Kinzinger ‘frustrated’ by DOJ’s pace handling Jan. 6
Rep. Adam Kinzinger says he’s “frustrated” by the pace of indictments coming from the Justice Department related to the Jan. 6 riot at the Capitol.
“I’m frustrated at the speed,” the Illinois Republican, one of two GOP lawmakers on the House select committee investigating last year’s attack, told Stephen Colbert during a Wednesday appearance on CBS’s “The Late Show.”
“I know they have a job to do,” Kinzinger said of the department led by Attorney General Merrick Garland.
Critics have accused the Justice Department of dragging its feet in acting on the House’s criminal referrals of Mark Meadows and Dan Scavino, the White House chief of staff and social media director, respectively, under former President Trump. The Justice Department declined to charge Meadows and Scavino with contempt of Congress.

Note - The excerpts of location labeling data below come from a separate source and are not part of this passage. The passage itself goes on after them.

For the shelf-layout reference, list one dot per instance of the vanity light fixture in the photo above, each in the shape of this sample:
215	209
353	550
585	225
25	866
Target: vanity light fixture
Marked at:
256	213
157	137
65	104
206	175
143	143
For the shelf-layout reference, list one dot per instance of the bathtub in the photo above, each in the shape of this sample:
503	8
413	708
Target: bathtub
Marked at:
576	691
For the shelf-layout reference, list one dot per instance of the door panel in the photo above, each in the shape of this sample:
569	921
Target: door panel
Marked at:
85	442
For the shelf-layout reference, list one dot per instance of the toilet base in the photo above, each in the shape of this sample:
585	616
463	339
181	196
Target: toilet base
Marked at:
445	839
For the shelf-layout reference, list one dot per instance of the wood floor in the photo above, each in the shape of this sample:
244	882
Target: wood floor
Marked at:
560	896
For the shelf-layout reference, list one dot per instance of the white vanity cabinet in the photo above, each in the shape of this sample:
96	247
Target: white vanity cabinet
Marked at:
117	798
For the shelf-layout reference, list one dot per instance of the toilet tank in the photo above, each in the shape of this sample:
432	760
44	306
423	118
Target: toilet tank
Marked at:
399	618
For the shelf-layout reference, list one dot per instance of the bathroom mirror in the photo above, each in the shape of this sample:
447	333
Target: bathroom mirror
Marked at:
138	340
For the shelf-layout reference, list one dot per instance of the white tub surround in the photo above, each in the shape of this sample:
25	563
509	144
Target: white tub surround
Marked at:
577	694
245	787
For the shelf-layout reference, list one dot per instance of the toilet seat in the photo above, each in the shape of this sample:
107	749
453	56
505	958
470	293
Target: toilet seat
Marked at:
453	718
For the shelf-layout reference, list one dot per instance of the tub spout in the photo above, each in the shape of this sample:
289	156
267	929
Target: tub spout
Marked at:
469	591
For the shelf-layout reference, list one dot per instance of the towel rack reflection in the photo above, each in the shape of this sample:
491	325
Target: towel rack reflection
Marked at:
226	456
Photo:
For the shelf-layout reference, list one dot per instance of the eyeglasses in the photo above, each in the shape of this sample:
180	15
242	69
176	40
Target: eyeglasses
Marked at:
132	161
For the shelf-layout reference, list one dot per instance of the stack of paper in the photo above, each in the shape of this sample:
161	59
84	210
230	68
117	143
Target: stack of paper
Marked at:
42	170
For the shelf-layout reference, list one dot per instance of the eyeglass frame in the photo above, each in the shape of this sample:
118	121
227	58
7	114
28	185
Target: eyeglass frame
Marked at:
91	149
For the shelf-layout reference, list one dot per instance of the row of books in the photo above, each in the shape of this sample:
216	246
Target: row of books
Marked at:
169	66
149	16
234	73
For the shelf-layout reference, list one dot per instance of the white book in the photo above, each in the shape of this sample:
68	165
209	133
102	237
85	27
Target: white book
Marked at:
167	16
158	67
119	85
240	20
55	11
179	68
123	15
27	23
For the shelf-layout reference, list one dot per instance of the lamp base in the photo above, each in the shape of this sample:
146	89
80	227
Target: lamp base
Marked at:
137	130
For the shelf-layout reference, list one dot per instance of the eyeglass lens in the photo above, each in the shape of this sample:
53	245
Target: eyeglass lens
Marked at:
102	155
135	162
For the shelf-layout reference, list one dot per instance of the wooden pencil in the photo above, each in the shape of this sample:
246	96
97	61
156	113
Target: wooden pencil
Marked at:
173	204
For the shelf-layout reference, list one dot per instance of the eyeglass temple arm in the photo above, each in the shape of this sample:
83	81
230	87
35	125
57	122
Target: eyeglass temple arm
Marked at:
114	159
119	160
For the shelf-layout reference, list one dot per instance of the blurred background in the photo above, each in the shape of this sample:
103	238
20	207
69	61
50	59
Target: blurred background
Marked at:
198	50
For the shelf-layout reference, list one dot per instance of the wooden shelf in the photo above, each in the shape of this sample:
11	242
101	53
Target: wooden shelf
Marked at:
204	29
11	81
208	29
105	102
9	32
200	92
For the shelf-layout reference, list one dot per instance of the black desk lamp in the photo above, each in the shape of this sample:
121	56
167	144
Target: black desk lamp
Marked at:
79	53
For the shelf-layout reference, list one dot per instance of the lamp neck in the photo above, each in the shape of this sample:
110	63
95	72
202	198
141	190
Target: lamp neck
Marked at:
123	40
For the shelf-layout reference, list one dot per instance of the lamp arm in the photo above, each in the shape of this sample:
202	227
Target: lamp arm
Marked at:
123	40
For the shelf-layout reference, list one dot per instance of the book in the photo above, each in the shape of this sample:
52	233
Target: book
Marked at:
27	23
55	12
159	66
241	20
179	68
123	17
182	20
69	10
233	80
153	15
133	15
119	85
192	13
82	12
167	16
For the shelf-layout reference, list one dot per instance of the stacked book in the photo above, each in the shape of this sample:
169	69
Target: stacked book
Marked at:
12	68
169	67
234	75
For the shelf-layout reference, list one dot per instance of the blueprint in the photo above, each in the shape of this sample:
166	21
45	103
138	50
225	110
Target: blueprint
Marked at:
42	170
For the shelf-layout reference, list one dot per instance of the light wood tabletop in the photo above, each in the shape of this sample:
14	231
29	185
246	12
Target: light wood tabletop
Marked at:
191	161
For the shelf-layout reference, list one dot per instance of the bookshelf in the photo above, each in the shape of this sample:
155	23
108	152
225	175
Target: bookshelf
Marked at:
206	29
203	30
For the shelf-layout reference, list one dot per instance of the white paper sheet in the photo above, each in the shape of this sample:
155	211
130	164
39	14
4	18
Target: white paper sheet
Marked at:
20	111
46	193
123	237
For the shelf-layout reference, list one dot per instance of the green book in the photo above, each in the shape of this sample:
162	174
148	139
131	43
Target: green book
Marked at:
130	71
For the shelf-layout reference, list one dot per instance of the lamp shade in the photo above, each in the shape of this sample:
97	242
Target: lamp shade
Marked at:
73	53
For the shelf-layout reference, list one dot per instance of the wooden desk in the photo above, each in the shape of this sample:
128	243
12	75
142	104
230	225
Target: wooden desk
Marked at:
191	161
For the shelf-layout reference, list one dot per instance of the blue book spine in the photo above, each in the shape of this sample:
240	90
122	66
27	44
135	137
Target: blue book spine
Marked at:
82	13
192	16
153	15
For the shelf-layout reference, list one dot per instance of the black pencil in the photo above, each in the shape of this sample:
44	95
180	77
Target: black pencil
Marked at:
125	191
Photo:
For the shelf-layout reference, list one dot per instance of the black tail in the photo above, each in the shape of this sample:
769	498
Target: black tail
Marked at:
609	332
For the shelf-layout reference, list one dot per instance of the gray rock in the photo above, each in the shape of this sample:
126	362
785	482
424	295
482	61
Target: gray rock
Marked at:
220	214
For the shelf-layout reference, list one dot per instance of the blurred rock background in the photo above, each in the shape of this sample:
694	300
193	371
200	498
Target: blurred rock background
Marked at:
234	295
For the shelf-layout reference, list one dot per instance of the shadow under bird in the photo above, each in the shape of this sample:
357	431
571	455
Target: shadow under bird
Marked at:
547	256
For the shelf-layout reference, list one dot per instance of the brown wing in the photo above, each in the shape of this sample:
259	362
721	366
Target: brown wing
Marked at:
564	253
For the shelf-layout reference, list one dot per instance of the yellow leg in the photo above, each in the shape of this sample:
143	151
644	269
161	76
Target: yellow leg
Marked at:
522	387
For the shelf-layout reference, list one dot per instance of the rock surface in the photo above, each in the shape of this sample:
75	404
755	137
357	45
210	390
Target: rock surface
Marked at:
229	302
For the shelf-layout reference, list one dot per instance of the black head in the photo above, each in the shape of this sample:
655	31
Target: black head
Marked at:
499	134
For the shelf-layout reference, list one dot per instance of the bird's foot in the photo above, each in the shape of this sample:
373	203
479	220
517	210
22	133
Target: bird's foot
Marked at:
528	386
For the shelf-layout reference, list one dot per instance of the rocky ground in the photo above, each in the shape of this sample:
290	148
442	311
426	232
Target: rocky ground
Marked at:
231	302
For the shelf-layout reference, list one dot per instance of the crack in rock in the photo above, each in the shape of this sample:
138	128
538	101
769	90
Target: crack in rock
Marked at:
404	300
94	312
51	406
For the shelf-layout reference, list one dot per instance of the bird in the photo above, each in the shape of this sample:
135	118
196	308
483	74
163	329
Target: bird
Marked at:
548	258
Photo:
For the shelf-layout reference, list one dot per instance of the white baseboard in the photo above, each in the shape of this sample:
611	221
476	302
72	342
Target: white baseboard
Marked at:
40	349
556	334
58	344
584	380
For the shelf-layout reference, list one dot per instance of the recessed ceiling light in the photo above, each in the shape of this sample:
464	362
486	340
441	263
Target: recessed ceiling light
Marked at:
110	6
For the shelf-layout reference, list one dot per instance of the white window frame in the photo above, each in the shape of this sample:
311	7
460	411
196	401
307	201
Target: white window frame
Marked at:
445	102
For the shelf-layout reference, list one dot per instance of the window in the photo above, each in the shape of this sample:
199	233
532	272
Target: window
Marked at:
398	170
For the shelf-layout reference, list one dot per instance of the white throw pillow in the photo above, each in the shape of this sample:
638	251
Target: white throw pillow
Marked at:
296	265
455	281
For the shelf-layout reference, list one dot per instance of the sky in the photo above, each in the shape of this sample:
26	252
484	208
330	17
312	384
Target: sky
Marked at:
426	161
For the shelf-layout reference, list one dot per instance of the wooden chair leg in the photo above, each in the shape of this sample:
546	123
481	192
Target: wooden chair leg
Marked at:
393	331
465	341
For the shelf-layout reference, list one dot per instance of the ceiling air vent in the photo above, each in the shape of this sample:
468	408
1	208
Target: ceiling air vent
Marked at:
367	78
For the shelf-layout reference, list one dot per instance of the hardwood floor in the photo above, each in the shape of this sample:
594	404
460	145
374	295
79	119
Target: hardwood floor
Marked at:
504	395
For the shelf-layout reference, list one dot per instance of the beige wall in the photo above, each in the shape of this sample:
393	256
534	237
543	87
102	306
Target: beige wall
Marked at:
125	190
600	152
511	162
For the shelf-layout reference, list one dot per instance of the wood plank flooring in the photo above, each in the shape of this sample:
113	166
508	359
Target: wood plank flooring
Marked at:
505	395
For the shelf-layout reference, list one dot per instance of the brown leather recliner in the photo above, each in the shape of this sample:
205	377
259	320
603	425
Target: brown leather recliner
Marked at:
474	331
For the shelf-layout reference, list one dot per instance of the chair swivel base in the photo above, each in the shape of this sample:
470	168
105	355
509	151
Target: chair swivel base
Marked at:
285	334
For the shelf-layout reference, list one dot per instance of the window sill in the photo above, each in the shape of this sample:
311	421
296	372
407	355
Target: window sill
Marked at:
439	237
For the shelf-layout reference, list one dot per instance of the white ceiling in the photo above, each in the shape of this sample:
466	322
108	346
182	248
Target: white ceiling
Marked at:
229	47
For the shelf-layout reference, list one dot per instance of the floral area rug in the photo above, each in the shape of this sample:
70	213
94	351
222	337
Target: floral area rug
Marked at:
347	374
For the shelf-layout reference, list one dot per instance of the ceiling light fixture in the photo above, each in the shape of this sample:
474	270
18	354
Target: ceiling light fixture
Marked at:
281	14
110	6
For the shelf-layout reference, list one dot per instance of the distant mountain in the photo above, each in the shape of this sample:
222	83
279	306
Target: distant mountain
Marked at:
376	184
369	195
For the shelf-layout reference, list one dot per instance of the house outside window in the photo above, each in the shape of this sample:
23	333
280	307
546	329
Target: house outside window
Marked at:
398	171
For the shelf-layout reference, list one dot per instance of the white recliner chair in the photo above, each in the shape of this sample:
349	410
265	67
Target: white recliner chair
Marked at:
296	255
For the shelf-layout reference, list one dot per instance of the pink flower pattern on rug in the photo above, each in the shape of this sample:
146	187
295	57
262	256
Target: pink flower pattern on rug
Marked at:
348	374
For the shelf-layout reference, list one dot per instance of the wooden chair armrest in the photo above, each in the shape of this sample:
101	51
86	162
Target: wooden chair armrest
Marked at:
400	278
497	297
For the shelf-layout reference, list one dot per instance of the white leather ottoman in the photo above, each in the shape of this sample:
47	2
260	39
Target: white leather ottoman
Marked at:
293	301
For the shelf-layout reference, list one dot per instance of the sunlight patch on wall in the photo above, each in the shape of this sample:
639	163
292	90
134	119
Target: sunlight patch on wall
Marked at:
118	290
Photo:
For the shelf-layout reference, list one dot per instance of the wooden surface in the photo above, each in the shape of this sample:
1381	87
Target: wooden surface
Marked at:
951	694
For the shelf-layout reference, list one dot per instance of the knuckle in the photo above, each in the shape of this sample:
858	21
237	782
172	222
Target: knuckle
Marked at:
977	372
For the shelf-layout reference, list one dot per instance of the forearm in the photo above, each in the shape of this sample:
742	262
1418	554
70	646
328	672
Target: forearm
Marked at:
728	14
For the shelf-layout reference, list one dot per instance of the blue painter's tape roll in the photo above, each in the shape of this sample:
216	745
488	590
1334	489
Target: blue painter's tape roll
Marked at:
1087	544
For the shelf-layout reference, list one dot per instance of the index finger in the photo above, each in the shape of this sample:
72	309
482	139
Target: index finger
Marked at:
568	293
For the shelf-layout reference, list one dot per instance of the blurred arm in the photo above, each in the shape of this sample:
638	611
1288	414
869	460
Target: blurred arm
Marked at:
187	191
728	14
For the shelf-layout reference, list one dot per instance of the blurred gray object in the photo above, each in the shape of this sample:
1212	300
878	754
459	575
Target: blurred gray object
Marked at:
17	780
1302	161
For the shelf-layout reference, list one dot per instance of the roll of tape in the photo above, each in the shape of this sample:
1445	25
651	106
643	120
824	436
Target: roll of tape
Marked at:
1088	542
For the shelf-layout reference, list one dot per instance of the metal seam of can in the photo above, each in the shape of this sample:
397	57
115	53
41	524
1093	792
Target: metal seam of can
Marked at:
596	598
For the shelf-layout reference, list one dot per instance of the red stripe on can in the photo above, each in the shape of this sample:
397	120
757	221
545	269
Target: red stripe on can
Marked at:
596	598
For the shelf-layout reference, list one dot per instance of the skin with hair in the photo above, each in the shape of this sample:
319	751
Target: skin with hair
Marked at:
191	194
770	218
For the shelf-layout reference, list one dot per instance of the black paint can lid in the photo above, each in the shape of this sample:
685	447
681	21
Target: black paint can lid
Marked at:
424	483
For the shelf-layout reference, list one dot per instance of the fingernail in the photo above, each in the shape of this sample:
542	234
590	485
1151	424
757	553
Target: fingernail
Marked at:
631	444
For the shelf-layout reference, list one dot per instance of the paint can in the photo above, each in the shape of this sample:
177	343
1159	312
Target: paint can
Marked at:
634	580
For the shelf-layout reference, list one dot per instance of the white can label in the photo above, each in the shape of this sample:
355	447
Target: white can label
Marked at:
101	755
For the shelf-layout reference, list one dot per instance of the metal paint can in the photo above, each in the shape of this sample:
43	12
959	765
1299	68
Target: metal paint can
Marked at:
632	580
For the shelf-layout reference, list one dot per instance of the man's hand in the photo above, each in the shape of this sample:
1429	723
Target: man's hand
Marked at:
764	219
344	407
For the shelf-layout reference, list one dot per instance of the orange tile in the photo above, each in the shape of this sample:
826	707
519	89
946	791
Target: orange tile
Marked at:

“I am frustrated that for instance, Mark Meadows, and Dan Scavino have refused to come in and talk to Congress,” Kinzinger said.
The Jan. 6 committee, he said, has “the power of subpoena, similar to what a court has.”
“And the Justice Department has failed to indict them for that. And so all it does is send a message you just have to resist the select committee and you may be able to resist all penalties,” Kinzinger told Colbert.
“That’s been a frustration,” he said.
“We have these two investigations — and again, I don’t know what Justice is doing or not doing — but assuming they’re investigating, we have our investigation that’s very public. This all kind of feeds together,” Kinzinger said during his late-night TV interview.
“Even though we are not the committee that goes out and indicts people criminally, we can bring forward important information,” Kinzinger, one of 10 House Republicans who voted to impeach Trump over his role in Jan. 6, said of the Jan. 6 committee’s work. “I think the case that we’re making right now, is that the president knew that he had lost the election, and he attempted to over overcome the will of the American people.”
“We never want to get in a position where we’re just prosecuting last administrations — that’s another thing you see in failed democracies,” Kinzinger, who announced last year that he wouldn’t seek reelection, said.
“But when you try to overthrow the will of the people, and you try a coup in the United States government, you have to pay for that, period.”